Government funding should help make the next giant leap

Lorenzo Alarcon, Staff

“It’s not just government programs, businesses are making money in space; in ways not fundamentally different than how they may have made money here on Earth.” Neil deGrasse Tyson

Since the start of human civilization, space served as a serious influence on how humanity could survive and progress towards becoming a more advanced species. The U.S. must increase its funding for space exploration programs to help humanity prevail in the near future. Government funding determines the limits of society’s ability to revolutionize the space community. 

The National Aeronautics and Space Administration’s (NASA) budget makes up .49 percent of the $4.4 trillion the U.S. plans to spend by the end of 2019. NASA plays an active role in commercializing new space technologies, with several of its initiatives also possessing military and business applications: for example, improved traffic management systems and cybersecurity capabilities seen in recent years came from NASA. And with increased budgeting, NASA can increase hypersonic research, a form of research that concerns objects flying ten times faster than the speed of sound, which can result in a closer future in evolved space exploration.

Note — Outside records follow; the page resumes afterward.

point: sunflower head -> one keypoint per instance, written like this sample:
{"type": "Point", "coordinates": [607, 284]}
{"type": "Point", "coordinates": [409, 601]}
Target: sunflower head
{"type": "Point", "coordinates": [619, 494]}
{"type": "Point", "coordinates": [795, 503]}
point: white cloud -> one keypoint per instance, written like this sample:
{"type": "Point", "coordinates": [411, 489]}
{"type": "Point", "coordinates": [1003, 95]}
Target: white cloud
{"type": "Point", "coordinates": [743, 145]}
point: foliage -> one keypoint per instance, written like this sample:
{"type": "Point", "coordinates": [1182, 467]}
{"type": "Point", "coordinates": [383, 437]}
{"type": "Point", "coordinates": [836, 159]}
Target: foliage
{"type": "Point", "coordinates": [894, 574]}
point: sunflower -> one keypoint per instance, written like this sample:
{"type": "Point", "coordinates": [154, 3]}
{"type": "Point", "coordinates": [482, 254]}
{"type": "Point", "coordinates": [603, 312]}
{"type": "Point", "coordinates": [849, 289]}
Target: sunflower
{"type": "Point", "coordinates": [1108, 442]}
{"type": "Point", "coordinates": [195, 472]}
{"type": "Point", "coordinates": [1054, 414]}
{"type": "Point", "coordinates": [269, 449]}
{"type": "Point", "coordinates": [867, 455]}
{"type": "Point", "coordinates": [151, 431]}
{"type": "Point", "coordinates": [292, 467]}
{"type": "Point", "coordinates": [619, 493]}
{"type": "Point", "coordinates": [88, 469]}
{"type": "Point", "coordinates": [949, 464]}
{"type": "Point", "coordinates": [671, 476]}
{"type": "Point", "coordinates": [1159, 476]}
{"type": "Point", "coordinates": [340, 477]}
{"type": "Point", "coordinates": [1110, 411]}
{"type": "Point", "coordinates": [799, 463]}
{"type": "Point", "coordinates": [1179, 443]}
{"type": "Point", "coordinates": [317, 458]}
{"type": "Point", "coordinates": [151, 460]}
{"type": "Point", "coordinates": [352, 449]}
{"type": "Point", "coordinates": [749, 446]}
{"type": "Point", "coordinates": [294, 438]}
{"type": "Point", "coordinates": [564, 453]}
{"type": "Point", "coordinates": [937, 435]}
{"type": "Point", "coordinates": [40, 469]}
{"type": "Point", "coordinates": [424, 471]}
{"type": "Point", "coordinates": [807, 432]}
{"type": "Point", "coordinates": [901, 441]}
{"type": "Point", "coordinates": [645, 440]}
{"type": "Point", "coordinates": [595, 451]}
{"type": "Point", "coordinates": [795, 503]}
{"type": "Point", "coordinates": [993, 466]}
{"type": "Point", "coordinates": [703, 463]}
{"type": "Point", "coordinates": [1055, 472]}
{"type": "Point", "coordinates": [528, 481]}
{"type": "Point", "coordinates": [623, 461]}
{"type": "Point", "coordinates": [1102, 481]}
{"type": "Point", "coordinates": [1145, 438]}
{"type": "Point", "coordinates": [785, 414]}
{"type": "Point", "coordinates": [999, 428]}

Therefore, decreasing the budget of NASA to invest more money into other social and governmental programs stands as a rather ineffective and unnecessary change. If the U.S. decreased NASA’s budget plan, it could even result in negative impacts on the U.S. economy. “ If NASA only takes up .49% of the U.S.’s massive budget, what’s the point of lowering the budget if there are other social programs who take up way more of the U.S.’s budget and serve as a lower priority. Is NASA the only program that has to have its budget lowered?” North Cobb Sophmore Kiana Hawley said.

 A report from NASA estimated that activities related to space contributed $180 billion to the U.S. economy. That stands as a 160 billion dollar profit.  Further information within the report finds that 60 percent of that sum came from commercial goods and services related to space technology. The space economy includes commercial infrastructure and support industries to help benefit the U.S. economy. 

Studies from “The Balance,” a database that researches space-related current events, states that NASA adds ten dollars to the economy for every dollar spent due to the major innovative and impactful goods and services that humans use every day. These include satellites that operate weather communication, ATM machines, GPSs, and other technologies developed originally for space exploration, now used to increase crop yields and to search for quality fishing regions. Not only would increased funding for NASA to improve space technology and exploration, but it would also positively impact the U.S. economy.

Before NASA’s conception, small businesses struggled by virtue of considering the fact that they lacked the ability to effectively market their technology on a larger scale. A 2002 study by Professor H.R. Hertzfeld of George Washington University surmises that NASA could create a greater economic advantage by continuing the relationship with the companies they work with. Furthermore, NASA helps open additional financial and marketing doors for these companies.

The United States, after the landing on the moon in 1969, allowed the drivers of space exploration to fall through a lack of motivation and drive to enhance space technology. In order to take another giant leap for mankind, the culture of space-exploration must come to a revival. When thinking of a solution to give space-related industries the ability to take on greater audacious steps in space exploration in the U.S., the majority concludes that to enhance space technology, the U.S. needs better scientists, which requires better science teachers, which would improve the performance of those scientists.

Unfortunately, that does not necessarily resolve the lack of enthusiasm within the U.S. That equation can act as a start, but the U.S. holds many passionate students in science, but due to the fact that the U.S. doesn’t offer that many space-related fields, those same kids cannot find an outlet to use those passions.

If the U.S. explores ambitiously, increases funding and pumps the educational pipeline with passionate students to integrate them with a wide variety of space-related fields, the U.S. can transform their culture and economy by revitalizing the drive to explore space. Innovations in science and technology continue serving as the engines of economic growth possibly since the Industrial Revolution, and every nation that embraced that since continue to lead the world.